The thing is, it's the only outdated technology I desperately cling to. I had no issues forgoing CDs for iTunes, and I'm definitely planning on buying a kindle before the year is out. I had a cell phone long before it was a prerequisite for modern living -- it was as big as a man's shoe and just as heavy. So it's not as if I am afraid to embrace new technology, I'm just not embracing this one. And as long as I can buy film online, or at the handful of places in my city that still cater to us film dinosaurs, I will.
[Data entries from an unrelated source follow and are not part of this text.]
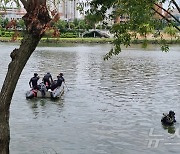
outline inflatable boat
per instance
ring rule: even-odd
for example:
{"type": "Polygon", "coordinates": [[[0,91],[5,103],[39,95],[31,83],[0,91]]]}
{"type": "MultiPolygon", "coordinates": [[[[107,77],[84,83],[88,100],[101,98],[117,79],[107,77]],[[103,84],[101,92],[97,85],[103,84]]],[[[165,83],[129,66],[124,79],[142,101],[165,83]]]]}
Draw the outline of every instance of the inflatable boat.
{"type": "Polygon", "coordinates": [[[56,99],[61,97],[61,95],[64,93],[64,83],[60,87],[55,88],[54,90],[46,89],[46,86],[41,83],[40,89],[31,89],[26,92],[26,98],[32,99],[32,98],[52,98],[56,99]]]}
(Recently, two long-time favorites bit the dust: Kodak's iconic slide film, Kodachrome, and Polaroid's instant film. As a child of the 70s and 80s, the latter was the bigger blow. It's funny, now, speaking of it as a "classic," when during peel-apart film's introduction, it was commonly thought to eventually replace conventional film.)

Another reason I've been resistant all these years to buying a digital camera is that when they first hit the market, they were well out of my price range. Photography was always something I did relatively cheaply, buying most of my gear at thrifts and learning how to process my own film. (Thank god for windowless bathrooms.) I liked learning the craft of photography -- it wasn't something just anyone could do. Okay, yeah, anyone could pick up a camera, but that didn't make one a "photographer." As much as can be done with digital photography, a lot of that art is lost.